Smokers are among those at risk of
developing hypertension, and any smoker diagnosed as having high blood pressure will have
been strongly advised by their doctor to try and give up smoking, or at least cut down
significantly. A diet high in polyunsaturates and low in
saturated fats is widely thought to help reduce the risks of developing hypertension. This
involves cutting down on animal fats, particularly fatty cuts of meat and full fat milk
and cheeses, and eating more fish, lean meats, skimmed milk and so on.
Reduce your salt intake: salt is thought to be a
major food hazard in hypertension, particularly in severe cases. Avoid high-salt foods
such as crisps and anchovies, reduce the amount of salt added in cooking and break the
habit of adding it to cooked food. Reduce sugar, too. Recent research indicated that
combined with a high salt intake sugar may also have a detrimental effect.
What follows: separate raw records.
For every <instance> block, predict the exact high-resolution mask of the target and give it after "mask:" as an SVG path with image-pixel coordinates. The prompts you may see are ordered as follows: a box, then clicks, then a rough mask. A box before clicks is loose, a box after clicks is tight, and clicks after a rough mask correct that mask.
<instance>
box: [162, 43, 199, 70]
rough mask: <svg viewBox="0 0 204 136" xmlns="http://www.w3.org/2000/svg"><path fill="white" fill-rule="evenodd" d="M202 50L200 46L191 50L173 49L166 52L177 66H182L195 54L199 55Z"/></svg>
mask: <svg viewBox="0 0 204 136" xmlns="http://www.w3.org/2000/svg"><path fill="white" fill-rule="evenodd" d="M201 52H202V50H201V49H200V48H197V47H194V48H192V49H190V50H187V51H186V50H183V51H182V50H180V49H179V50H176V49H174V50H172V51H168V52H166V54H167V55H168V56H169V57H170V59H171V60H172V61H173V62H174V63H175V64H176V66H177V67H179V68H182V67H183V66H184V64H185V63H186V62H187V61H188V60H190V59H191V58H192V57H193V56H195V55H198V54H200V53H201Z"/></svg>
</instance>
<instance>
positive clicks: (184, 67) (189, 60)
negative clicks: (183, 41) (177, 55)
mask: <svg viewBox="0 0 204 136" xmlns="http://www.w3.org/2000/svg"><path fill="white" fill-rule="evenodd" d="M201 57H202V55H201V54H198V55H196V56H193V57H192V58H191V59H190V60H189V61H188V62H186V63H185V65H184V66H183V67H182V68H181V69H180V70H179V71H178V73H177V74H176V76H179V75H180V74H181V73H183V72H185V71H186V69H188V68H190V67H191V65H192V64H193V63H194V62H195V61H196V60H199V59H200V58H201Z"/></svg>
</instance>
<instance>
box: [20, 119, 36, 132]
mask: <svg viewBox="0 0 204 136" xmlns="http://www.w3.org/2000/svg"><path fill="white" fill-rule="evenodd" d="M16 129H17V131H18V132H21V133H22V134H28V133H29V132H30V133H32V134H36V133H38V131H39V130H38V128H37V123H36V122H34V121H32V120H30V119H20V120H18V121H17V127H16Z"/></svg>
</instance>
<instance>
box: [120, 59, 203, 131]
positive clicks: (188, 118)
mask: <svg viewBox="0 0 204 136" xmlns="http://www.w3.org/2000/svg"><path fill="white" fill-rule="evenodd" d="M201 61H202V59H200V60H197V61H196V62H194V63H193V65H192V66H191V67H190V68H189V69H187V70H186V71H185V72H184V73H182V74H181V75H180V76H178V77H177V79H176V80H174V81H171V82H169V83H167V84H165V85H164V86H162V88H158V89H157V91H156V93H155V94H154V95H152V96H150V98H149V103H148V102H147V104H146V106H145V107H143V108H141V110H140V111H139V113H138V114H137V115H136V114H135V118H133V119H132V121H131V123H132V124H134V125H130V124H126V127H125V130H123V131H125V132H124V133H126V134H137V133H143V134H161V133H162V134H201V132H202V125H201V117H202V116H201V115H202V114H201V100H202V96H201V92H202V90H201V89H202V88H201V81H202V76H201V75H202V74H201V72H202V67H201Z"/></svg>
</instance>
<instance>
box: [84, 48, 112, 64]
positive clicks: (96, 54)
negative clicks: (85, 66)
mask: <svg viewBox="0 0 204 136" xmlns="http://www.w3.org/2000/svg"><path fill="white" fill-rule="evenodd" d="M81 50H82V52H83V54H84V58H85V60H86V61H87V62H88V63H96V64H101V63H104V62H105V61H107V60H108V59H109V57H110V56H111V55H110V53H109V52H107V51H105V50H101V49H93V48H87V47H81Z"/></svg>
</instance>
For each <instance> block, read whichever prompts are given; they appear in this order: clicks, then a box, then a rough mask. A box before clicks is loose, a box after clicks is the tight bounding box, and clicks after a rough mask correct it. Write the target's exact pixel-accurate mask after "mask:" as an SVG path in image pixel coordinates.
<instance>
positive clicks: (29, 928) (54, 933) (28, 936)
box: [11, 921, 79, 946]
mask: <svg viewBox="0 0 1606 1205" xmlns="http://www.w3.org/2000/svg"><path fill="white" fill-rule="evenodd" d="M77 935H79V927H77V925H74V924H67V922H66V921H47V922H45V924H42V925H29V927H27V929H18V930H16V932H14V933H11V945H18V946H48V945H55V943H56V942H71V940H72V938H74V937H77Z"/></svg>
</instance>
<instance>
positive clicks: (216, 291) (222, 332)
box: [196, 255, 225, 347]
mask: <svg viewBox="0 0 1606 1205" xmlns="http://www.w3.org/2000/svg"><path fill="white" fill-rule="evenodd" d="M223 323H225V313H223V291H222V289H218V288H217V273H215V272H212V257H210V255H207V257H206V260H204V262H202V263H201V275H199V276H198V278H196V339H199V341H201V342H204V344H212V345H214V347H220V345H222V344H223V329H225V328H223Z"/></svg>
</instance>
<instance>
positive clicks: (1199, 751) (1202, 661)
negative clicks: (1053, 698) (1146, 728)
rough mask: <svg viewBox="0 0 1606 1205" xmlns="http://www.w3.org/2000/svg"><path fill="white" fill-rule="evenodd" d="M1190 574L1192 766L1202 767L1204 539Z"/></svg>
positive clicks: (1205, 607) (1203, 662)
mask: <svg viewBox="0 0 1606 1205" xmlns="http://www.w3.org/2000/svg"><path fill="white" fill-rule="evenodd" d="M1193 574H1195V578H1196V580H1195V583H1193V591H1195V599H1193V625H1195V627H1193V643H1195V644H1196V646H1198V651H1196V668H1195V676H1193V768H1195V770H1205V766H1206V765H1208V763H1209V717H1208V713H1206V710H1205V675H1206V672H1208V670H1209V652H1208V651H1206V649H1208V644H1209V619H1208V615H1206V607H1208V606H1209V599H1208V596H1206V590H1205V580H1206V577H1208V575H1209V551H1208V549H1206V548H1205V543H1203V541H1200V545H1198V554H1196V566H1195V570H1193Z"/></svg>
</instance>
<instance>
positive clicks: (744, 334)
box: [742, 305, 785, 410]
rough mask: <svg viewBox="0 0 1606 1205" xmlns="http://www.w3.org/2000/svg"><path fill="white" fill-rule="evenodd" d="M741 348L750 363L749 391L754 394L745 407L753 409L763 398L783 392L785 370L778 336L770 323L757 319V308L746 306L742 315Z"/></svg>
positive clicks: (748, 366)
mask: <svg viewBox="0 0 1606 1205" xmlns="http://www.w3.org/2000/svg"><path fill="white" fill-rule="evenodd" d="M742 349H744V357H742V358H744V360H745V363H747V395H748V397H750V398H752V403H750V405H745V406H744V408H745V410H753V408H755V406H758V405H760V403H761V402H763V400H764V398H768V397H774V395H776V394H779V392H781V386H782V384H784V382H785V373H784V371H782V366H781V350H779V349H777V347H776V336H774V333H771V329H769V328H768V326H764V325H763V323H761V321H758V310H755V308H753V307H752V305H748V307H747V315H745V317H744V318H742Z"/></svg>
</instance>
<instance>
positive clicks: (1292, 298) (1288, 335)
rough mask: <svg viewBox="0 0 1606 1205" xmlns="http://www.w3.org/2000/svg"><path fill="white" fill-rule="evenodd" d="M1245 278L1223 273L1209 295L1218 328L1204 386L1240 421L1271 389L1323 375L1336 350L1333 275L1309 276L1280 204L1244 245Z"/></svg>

Keep fit: regular exercise strengthens the heart,
lowers blood pressure, counteracts stress - another danger factor in hypertension.
Don't let yourself get overweight; this exacerbates
and can even cause hypertension.
Eat plenty of fruits, vegetables and grains. Get
plenty of calcium, too, preferably from low-fat foods like cottage cheese. Reduce your
caffeine intake.
Include garlic (or tastefree capsules) in your diet:
it thins the blood and aids circulation.
Biofeedback has been found to help reduce blood
pressure: patients follow readings on biofeedback machines which document their progress
in controlling the autonomous nervous system. Some other therapies such as meditation,
autosuggestion, autogenics and self-hypnosis have been found helpful, too. Do not try
these as an alternative to drugs prescribed by your doctor.